Reflection for Sunday, Aug 2nd by Marc Caissy

18th Sunday in Ordinary Time

Bread that Matters NOW

Readings: Ex 16:2-4, 12-15; Eph 4:17, 20-24; Jn 6:24-35


While working on today’s refection, I learned something new.  In the Our Father, the Greek word translated as “daily” actually means “that matters now”.  In today’s 1st Reading, the bread that mattered then is manna, the “bread that rained from heaven”.  What is “manna” anyway?

It seems that when insects feed on a specific desert shrub, a secretion is produced.  It drops from the shrub’s leaves in white flakes called manna. Heat quickly melts these flakes, so they must be gathered early every morning.  They are then ground and baked into a sweet flat bread, enjoyed by bedouins to this day.

This Sunday’s psalm 78 celebrates God’s wonders in the Sinai: “Man ate the bread of angels, food he sent them in abundance” (v. 25).  From v. 17 on, though, in spite of God’s many instances of compassion and mercy, we read how the psalmist’s ancestors still failed to trust the Almighty.  Are we any different? We are reminded that even when we fail to trust the Creator, he persists in caring for us.  Patient as a father with an unruly child, he waits for us to gradually put on our baptismal gift.  Today’s 2nd Reading identifies it as “the new self, created in God’s likeness, in true righteousness and holiness” (Eph 4:22-24).

At the time of Jesus, it was believed that the messiah could and would make bread rain from heaven. Huge crowds had just witnessed the miracle of the loaves and fishes.  The next day, they asked Jesus, “Give us a sign that we can see and believe in you”. They wanted a sign, and Jesus gives them one, but not the one they expect.

That the carpenter from Nazareth might be a super-rabbi, or even a great prophet, is one thing. For the crowds surrounding Jesus, it was quite another to believe that he was the actual messiah.  Sixty odd years later, St. John would include a long section on the Bread of Life in his gospel.  Why?  To teach early Christians that Jesus was the One chosen to transmit God’s life to the newly baptized, and to us.  But who would trust such an extravagant claim without question?  If Jesus was the messiah, he should be able to repeat the miracle of the manna.

Jesus faced the same misunderstanding here as with the Samaritan woman (Jn 4: 14-25).  Jesus offered her water “that would become in her a spring of water gushing up to eternal life.”  “Sir, she asked, give me this water, so that I may never be thirsty or have to keep coming here to draw water”. Similarly, the crowds in today’s Gospel misunderstand the nature of the bread Jesus offers.  They ask him, “Sir, give us this bread always.”

The bread that is offered is not a thing, it is the Beloved Son through whom Life reaches us.  “I AM, says Jesus, using the name God gave to Moses in the burning bush, I AM the BREAD OF LIFE”…

– because the Father’s dream is to share his Life not only with Israel but with everyone who puts his/her trust in Him!

– because God longs for closeness, for communion, with those who hunger for His Presence in them!

– because the Bread Jesus gives creates community.   Church is born, survives and thrives, in US!

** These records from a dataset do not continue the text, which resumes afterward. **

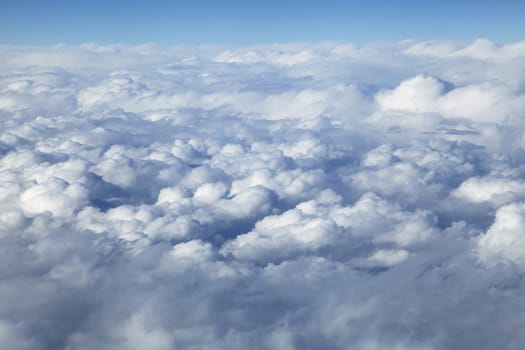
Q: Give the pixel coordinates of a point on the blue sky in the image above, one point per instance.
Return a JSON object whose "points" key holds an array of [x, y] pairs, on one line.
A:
{"points": [[248, 22]]}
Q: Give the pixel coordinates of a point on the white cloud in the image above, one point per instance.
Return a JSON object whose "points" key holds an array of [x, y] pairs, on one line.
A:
{"points": [[323, 195]]}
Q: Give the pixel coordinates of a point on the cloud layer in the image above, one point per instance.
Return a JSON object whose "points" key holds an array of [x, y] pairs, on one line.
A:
{"points": [[321, 196]]}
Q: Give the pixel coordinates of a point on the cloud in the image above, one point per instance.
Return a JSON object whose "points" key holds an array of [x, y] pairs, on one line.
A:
{"points": [[286, 196]]}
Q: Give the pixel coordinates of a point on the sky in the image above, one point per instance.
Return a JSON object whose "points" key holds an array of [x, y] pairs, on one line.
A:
{"points": [[274, 197], [352, 191], [48, 22]]}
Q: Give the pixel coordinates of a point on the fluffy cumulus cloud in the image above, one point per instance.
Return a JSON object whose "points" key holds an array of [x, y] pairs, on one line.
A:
{"points": [[321, 196]]}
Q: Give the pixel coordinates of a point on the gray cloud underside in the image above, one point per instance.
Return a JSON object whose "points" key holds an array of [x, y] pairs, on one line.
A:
{"points": [[322, 196]]}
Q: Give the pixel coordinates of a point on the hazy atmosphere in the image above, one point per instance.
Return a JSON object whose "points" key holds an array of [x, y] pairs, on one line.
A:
{"points": [[319, 176]]}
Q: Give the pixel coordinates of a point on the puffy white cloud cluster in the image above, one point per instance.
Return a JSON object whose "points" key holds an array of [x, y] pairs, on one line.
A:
{"points": [[321, 196]]}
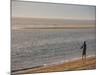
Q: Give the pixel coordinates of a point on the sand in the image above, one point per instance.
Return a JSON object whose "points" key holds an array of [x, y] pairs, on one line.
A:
{"points": [[77, 64]]}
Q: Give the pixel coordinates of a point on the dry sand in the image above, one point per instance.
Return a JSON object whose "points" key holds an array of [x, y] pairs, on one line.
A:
{"points": [[66, 66]]}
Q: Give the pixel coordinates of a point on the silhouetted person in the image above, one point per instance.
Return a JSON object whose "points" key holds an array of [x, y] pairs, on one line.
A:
{"points": [[84, 47]]}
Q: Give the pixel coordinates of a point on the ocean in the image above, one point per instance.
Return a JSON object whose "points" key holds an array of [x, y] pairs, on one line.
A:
{"points": [[35, 47]]}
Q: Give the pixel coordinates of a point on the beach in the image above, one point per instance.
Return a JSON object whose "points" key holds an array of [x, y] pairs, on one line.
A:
{"points": [[73, 65]]}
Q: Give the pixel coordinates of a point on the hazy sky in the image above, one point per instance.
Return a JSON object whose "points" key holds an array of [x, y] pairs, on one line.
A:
{"points": [[48, 10]]}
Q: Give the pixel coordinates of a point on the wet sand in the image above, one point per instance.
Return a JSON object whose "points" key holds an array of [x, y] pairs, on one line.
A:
{"points": [[77, 64]]}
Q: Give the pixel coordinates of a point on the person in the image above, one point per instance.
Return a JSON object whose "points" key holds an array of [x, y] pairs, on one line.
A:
{"points": [[84, 47]]}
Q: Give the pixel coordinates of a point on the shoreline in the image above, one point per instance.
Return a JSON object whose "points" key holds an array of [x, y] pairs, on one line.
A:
{"points": [[72, 65]]}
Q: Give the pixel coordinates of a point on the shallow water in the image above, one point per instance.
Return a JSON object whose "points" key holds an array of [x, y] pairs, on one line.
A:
{"points": [[47, 46]]}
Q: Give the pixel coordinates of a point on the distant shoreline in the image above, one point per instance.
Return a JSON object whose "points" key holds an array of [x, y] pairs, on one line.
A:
{"points": [[32, 28]]}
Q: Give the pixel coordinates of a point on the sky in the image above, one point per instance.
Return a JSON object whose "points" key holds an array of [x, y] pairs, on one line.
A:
{"points": [[52, 10]]}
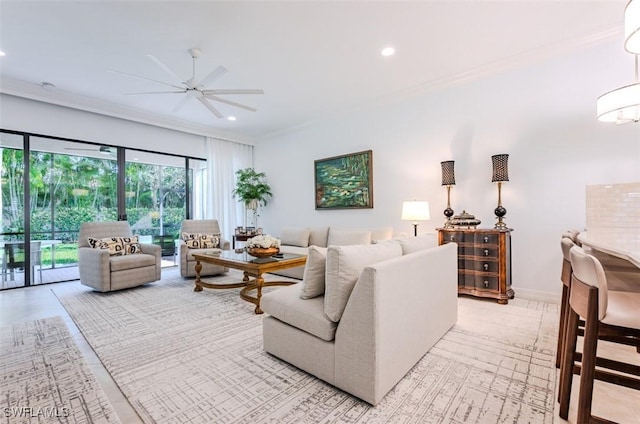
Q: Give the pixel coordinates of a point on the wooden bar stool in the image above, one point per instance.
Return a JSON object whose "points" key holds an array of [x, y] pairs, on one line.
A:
{"points": [[610, 315], [566, 243]]}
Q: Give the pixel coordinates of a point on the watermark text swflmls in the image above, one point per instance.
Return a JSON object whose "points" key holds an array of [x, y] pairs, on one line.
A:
{"points": [[30, 412]]}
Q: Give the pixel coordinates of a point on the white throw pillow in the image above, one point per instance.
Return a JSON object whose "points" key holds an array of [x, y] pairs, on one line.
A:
{"points": [[295, 236], [340, 237], [413, 244], [344, 266], [382, 233], [314, 273]]}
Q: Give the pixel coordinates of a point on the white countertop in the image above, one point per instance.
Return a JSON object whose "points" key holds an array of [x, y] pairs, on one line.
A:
{"points": [[627, 248]]}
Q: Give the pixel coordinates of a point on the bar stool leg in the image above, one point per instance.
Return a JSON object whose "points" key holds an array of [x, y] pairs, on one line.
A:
{"points": [[568, 356], [588, 367], [562, 325]]}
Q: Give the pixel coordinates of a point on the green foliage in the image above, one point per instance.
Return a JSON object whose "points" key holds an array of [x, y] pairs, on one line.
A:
{"points": [[251, 185]]}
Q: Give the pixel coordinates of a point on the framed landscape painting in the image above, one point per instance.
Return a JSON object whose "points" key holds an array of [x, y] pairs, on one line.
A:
{"points": [[344, 182]]}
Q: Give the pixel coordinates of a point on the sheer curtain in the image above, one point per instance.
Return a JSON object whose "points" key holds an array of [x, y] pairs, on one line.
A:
{"points": [[224, 158]]}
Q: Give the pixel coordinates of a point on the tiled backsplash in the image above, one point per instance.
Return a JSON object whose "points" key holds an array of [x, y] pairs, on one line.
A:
{"points": [[614, 209]]}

Gandhi once said:  “There are people so hungry that God cannot appear to them except in the form of bread”.  Hundreds of millions of them!  Because social justice also matters, we are commanded to relieve their hunger. But then, what about that other hunger, the one we seldom acknowledge?  Is our spiritual hunger deep enough to break the unending cycle of hunger for material things?  Are we hungry enough for a relationship with the Lord to recognize his Presence in the Bread that matters, the Bread of Life?  THIS is God’s magnificent dream for humanity: he offers his beloved Son as the ultimate spiritual food.  THIS is what is asked of us: to trust and believe!

Our throw-away society dearly wants to convince us that happiness lies in the unending satisfaction of a multitude of superfluous needs.  So much energy, so much talent wasted on a frantic race that only promotes greed, envy and mindless competition.  In this context, beyond the satisfaction of legitimate needs, how can we ignore those questions that burden our hearts:

– What could nourish and renew my innermost self?

– What can bring me deep and lasting happiness?

– What is that intense longing nibbling at the edge of my consciousness?

In Bolivia, last month, pope Francis denounced the “unfettered pursuit of money and its anonymous influence through corporations, loan agencies, austerity measures, etc”.  In his homily, Francis attributed these words to Jesus: “It is not necessary to exclude them (the poor, the exploited, the homeless).  Give them something to eat.”  Something that will satisfy hungry mouths, definitely, BUT famished hearts as well.  Today’s Gospel is only the beginning of St. John’s teaching on the Bread that matters now.  The next four Sundays will deepen our introduction into the mystery of the Eucharistic Christ, through whom, with whom and in whom we too become bread, broken and shared with the multitudes, and with each other.